Etan surprised Alex by laughing under his breath and leaning over to kiss his cheek.
“Okay, okay. I don’t like it, but I’ll do it for you. Can you do something for me? Wait a couple of months, for one thing. I promise I’ll go, but give me some time to get ready.”
“Done. They’re not meeting all that often anyway. I promise I won’t bug you about it again until at least June.”
“Thank you. And maybe see if they can have a subcommittee or informal meeting or whatever they want to call it? If I have to walk in there in front of a huge crowd like I’m auditioning or defending a thesis, I’ll never make it. I think I can handle talking to a smaller group first.”
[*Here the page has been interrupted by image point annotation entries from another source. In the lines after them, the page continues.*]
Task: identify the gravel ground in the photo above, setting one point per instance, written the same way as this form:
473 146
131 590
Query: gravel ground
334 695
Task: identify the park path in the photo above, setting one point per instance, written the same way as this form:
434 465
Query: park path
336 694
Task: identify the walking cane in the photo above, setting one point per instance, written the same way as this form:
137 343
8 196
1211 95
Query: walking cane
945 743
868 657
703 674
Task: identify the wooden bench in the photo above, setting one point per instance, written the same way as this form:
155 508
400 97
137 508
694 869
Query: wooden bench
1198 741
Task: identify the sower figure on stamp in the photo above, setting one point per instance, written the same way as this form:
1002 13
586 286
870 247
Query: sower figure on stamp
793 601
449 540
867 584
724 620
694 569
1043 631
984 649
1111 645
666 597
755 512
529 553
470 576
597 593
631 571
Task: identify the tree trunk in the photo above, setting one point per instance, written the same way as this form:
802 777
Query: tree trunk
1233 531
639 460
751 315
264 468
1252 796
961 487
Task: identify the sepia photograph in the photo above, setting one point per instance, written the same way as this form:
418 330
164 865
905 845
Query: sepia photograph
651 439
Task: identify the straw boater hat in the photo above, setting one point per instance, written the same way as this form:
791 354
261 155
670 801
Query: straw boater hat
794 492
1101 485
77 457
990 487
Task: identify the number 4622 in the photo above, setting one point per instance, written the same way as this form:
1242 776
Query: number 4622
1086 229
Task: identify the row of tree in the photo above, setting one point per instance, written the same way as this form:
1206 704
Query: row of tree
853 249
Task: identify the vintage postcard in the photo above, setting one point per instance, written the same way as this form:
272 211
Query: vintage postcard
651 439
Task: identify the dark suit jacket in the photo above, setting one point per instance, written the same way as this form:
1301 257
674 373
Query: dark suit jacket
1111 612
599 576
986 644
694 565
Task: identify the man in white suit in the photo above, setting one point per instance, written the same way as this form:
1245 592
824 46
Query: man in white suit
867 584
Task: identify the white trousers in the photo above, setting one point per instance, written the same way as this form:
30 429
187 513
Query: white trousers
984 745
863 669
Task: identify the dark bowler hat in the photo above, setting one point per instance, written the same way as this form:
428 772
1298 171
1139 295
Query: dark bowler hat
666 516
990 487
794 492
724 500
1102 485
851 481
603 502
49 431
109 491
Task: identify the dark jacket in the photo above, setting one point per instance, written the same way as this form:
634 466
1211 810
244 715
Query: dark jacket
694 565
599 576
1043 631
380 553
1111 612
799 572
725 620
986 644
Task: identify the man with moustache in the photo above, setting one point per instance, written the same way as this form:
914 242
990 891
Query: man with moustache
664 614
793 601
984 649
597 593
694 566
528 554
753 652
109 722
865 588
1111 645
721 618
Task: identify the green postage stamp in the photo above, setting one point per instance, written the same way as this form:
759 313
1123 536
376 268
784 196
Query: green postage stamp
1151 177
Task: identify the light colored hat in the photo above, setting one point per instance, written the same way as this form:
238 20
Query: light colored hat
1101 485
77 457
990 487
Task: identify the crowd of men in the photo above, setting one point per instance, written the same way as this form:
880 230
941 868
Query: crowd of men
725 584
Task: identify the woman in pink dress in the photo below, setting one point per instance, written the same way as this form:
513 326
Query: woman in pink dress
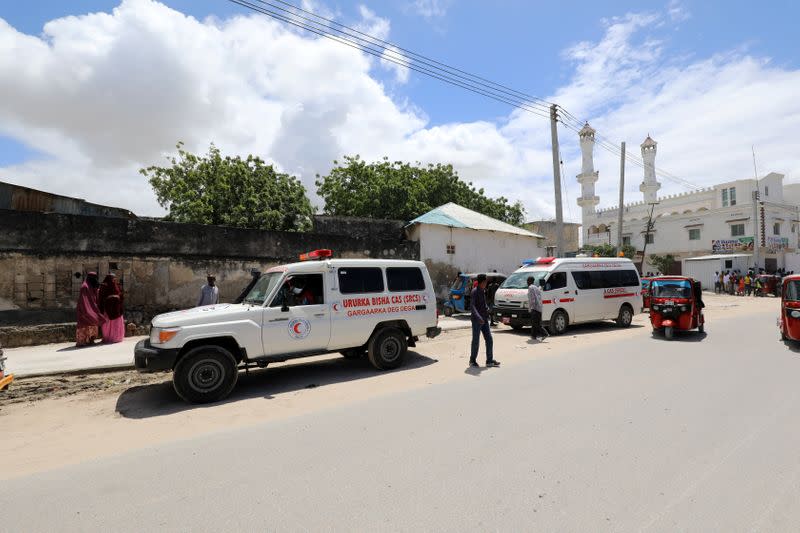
110 303
89 315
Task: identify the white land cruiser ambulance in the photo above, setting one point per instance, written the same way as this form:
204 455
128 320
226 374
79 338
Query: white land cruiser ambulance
354 306
576 290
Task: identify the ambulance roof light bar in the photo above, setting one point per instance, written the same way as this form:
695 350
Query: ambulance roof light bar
316 255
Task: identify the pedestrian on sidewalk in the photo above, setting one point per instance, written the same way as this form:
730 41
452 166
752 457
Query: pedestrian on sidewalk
209 293
89 316
535 307
110 304
480 324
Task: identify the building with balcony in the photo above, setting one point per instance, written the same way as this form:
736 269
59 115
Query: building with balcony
718 219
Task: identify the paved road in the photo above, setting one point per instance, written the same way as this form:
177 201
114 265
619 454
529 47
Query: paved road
692 435
66 357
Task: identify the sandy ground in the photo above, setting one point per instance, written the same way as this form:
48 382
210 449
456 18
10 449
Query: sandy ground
86 417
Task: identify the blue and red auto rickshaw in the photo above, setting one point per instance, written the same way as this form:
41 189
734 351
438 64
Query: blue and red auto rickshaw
676 304
789 322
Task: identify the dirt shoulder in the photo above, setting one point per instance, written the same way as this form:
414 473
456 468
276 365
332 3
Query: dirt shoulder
90 416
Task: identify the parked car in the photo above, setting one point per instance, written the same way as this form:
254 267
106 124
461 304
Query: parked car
575 290
367 307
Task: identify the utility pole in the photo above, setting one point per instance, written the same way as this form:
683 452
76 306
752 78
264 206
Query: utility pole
621 198
557 180
756 197
647 231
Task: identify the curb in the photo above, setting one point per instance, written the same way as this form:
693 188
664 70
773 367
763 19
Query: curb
77 371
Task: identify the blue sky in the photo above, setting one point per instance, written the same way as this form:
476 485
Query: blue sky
523 44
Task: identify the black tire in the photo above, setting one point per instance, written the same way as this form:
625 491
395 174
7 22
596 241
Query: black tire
387 348
205 374
625 317
558 322
353 353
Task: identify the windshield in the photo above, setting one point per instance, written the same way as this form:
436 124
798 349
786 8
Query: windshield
792 291
519 280
676 288
262 288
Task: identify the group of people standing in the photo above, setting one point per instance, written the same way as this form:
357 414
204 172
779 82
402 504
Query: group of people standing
100 307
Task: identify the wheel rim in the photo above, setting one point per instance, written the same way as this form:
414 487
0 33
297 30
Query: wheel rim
626 317
206 375
561 322
390 349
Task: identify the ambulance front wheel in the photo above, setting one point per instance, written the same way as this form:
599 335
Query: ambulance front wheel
387 348
558 322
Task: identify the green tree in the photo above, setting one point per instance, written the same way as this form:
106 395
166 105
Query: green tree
663 262
402 191
609 250
230 191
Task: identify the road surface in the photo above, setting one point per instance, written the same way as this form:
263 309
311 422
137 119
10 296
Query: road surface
625 433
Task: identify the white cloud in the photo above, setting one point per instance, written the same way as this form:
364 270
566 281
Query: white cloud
430 8
104 94
677 12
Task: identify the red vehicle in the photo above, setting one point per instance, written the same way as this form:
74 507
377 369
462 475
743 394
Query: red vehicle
676 304
790 308
646 293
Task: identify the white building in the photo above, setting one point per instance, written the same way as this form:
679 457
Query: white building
455 239
714 220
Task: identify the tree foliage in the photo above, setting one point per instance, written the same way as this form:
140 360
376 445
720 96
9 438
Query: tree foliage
402 191
609 250
663 262
229 191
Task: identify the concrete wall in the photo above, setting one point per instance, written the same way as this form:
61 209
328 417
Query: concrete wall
161 265
547 228
475 251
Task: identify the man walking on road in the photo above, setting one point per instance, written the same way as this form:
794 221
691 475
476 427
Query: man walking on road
535 307
480 324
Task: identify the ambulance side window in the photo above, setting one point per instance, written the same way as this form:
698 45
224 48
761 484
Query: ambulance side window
405 279
360 280
557 280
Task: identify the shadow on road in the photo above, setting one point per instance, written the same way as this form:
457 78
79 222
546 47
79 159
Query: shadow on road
681 336
147 401
592 328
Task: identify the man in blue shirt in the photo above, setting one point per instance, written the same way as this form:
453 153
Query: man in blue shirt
480 324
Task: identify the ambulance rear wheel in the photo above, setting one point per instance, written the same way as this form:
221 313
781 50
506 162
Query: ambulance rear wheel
205 374
387 348
558 322
625 316
353 353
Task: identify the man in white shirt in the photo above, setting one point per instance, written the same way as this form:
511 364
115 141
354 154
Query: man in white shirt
535 307
209 294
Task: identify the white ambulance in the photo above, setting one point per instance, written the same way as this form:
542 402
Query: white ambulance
576 290
367 307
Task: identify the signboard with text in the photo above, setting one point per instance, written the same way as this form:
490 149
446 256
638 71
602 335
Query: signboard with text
729 246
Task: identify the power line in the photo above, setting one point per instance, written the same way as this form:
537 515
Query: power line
402 57
383 52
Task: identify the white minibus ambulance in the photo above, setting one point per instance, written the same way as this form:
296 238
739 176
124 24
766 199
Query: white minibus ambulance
576 290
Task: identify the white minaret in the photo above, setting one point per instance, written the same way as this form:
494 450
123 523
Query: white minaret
650 185
588 176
Tension he hadn’t quite been aware of left Alex’s shoulders and neck. He hadn’t wanted to admit it with Etan so jumpy, but this wasn’t a simple matter of keeping their hard-won place in their new community.
Alex had a feeling, far more deep and resonant than a hunch, that he and Etan and everyone else in Wolf Branch weren’t finished fighting to survive the end of the world.
Some part of him knew more struggles waited, and wanted every possible advantage they could get.
“I’ll see what I can do, sweetie,” he said, pulling Etan after him and away from the shed. “If you’ll take me home and figure out how to warm both of us up.”